The European Commission then handpicked his replacement, former European Central Bank Vice President Lucas Papademos.
The coup by Europe's unelected bureaucrats was not limited to Greece. In Italy, where the government's debt-to-GDP ratio is 121 percent, Prime Minister Silvio Berlusconi was also forced to resign.
He was replaced by European Commissioner and Goldman Sachs adviser Mario Monti, who had to be appointed "senator for life" before he assumed control of the country since he had never been elected to anything.
European Council President Herman Van Rompuy said of Italy at the time, "the country needs reforms, not elections."

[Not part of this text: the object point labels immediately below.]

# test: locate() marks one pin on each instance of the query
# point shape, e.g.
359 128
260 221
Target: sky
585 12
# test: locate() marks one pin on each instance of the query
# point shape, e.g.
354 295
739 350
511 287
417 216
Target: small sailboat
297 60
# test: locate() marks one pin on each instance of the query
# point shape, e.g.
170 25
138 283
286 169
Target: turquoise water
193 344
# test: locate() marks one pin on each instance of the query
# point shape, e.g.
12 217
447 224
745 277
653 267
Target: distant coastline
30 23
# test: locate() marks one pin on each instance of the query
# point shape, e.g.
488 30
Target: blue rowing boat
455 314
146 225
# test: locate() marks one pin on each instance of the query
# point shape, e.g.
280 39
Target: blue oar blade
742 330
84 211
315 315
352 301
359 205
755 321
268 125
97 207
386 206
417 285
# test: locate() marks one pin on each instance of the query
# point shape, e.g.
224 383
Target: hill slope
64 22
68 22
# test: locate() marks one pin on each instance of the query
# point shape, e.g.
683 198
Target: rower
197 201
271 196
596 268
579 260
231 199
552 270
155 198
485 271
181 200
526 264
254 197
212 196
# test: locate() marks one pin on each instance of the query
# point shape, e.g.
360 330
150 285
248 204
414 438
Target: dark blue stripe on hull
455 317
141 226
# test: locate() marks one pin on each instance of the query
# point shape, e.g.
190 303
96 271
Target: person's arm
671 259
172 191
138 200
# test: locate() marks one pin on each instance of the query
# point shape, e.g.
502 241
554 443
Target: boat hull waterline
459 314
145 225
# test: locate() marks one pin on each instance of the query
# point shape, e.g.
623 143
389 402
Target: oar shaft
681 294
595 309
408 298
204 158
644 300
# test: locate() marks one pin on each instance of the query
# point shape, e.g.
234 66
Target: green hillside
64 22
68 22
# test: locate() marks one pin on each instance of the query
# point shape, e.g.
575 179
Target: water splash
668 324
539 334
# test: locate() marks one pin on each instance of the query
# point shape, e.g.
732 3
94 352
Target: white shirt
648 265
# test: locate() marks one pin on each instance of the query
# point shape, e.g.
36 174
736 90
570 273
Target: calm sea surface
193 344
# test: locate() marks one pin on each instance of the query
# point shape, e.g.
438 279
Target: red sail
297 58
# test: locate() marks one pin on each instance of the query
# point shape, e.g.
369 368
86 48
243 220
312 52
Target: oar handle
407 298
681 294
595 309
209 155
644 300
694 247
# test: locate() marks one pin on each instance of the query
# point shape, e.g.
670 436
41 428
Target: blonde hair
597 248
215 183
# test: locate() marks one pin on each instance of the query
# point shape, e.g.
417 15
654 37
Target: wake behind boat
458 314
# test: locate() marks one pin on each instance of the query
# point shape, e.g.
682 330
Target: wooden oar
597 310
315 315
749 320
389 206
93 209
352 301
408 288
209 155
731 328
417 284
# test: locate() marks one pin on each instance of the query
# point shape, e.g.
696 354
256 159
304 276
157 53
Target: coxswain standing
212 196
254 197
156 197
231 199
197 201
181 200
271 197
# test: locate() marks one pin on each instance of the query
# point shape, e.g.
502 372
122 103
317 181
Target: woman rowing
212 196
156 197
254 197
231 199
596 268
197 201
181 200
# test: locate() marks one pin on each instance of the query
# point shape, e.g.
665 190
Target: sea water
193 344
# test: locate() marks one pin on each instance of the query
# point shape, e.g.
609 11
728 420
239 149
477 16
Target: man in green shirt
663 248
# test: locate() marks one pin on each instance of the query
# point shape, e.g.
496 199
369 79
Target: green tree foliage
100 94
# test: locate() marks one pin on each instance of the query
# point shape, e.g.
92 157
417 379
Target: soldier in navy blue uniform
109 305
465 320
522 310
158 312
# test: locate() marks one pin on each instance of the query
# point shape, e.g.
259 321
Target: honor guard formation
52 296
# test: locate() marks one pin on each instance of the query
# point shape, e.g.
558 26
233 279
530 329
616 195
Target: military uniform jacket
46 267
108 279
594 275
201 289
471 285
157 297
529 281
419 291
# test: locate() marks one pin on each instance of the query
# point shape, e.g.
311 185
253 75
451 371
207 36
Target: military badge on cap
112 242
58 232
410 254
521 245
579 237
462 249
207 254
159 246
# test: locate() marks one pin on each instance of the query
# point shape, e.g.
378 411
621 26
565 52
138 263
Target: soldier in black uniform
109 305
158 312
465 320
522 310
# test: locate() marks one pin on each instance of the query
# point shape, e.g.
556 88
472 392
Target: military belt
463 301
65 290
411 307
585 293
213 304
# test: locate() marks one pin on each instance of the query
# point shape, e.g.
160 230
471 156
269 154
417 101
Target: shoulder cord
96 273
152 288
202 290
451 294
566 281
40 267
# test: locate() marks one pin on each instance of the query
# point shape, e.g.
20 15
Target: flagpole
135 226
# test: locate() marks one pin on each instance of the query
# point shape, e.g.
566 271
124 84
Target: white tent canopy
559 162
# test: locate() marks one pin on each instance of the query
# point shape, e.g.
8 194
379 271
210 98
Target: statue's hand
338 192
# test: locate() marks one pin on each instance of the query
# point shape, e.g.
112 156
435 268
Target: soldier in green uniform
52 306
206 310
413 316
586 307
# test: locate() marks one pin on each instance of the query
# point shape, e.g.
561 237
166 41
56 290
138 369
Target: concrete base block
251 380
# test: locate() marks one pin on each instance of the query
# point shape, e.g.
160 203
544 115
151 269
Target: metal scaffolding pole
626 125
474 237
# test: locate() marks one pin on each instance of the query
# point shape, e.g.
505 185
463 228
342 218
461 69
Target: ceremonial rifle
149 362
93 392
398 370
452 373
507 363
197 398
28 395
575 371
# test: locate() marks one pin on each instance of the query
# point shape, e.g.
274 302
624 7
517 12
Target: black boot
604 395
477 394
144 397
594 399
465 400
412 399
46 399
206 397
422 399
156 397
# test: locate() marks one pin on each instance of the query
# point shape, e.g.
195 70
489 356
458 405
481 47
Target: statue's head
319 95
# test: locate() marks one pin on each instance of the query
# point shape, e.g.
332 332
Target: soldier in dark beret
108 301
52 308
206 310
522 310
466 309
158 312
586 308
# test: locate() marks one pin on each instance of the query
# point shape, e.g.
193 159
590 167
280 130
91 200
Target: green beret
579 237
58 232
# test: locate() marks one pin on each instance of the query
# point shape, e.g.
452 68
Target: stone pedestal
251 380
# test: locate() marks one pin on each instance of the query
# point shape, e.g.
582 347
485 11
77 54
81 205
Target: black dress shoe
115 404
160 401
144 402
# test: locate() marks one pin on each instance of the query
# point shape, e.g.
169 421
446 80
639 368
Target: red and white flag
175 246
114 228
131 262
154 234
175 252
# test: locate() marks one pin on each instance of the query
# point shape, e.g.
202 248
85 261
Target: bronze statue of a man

But the experts' reforms are still failing to quell the continent's burgeoning debt crisis. The reality is that the European welfare-state model is broken. Italy and Greece are just its first national victims.
In 2006, the European Commission produced a report on the impact the continent's aging population would have on the economy. The study found that due to Europe's expansive pension, health care and unemployment obligations, its productive capacity would begin to fall once the working-age population reached its peak. Europe reached that tipping point right on schedule in 2010.
Europe, the report predicted, will go from having four people of working age for every elderly citizen to a ratio of 2-to-1 by 2050. The study also predicted that, as the working-age population shrinks and the European welfare state grows, GDP growth will shrink by 1.3 percent a year.
The only reason that Germany and France have so far escaped Italy and Greece's fate is that their economies are growing at much faster rates than their southern counterparts.
But as that begins to change, as Europe's demographic decline puts their welfare spending on steroids and saps economic growth, Germany and France will eventually find themselves in the exact same debt spiral that Greece and Italy are now in.
The same could easily happen to the United States, too. Our debt-to-GDP ratio (100 percent) is already higher than Germany's (83 percent) and France's (87 percent).
According to the 2011 trustees report, the Social Security system is paying out $46 billion a year more in benefits than it takes in from taxes. And President Obama has only made the situation worse. His signature domestic accomplishment, Obamacare, created a brand-new $1 trillion entitlement spending program.
But don't worry. Just as the European Commission stepped in and provided unelected bureaucrats to rein in government spending, after that spending had already torpedoed the economy, Obamacare created its own batch of unelected bureaucrats empowered to ration out the health benefits of the welfare state.
Unless Obamacare is repealed, the law's Independent Payment Advisory Board will reshape the entire U.S. health care system through mandates, spending caps and price controls.
And like the Greeks and Italians, you'll be powerless to stop them.